The conclusion then is obvious. To the degree in which a man identifies himself with the Cross of Christ, to that extent will he find himself running counter to the general current of aim and feeling, and to that extent must he expect un-popularity. If he boldly assert, as he well may, that, rightly understood and fearlessly faced, there is no ideal of the human heart, however noble and exalted, that is not ultimately and perfectly realised in the ethic and personality of Christ, he will not be believed, and he will be driven to take refuge in the mysterious fact that "not many wise men after the flesh, not many mighty, not many noble are called; but God has chosen the foolish things of the world to confound the wise, the weak things to confound the mighty, the things which are not to bring to naught the things that are."

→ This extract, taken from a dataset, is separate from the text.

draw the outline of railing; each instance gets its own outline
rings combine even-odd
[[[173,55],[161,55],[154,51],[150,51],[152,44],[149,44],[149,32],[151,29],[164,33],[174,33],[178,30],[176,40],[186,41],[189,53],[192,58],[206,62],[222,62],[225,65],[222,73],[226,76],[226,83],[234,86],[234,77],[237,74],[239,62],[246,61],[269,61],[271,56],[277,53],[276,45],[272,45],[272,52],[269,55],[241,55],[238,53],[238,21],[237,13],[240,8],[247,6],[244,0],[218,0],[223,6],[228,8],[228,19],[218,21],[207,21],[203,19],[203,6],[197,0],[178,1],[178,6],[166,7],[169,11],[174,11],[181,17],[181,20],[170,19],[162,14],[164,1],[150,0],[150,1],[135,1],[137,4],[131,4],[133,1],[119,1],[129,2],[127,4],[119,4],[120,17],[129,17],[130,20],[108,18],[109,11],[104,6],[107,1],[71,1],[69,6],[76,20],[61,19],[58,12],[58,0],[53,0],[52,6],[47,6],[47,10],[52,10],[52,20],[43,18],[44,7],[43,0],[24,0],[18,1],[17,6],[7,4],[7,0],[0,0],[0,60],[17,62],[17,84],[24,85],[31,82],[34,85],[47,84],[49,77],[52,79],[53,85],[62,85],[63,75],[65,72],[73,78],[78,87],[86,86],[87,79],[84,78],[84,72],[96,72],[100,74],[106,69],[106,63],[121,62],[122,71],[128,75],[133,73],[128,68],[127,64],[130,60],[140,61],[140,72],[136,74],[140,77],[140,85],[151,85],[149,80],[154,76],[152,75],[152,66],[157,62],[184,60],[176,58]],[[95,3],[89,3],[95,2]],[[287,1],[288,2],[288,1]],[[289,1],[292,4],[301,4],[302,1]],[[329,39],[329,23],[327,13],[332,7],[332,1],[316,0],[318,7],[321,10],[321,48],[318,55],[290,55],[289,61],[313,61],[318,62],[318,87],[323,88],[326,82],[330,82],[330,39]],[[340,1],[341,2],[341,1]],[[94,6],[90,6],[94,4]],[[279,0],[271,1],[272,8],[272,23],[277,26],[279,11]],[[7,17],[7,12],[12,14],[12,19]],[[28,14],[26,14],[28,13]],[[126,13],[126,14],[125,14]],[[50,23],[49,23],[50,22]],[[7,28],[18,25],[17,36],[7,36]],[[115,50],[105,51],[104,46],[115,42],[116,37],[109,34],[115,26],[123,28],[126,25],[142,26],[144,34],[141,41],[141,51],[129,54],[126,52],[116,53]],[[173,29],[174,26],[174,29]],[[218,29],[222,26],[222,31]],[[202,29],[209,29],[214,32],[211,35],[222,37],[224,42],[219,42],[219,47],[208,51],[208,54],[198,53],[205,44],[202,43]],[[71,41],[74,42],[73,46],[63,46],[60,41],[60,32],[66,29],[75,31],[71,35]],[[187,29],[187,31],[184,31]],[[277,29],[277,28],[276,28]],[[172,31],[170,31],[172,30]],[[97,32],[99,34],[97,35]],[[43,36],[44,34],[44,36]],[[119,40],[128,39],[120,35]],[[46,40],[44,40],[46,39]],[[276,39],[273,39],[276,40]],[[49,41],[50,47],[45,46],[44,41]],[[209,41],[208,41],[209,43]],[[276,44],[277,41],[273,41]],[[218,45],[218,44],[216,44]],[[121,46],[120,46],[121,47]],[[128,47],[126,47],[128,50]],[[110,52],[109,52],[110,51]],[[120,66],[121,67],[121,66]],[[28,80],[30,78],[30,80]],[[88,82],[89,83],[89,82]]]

The S.C.M., on whose behalf these words are written, may very imperfectly and inadequately represent Christianity; but its members do believe that God is present in the sufferings of Christ just as He was present in his life and teaching, and in seeking to understand that life and death and to obey its implications they are confident that they are at once meeting the deepest needs of their own natures and acquainting themselves with ultimate truth and reality.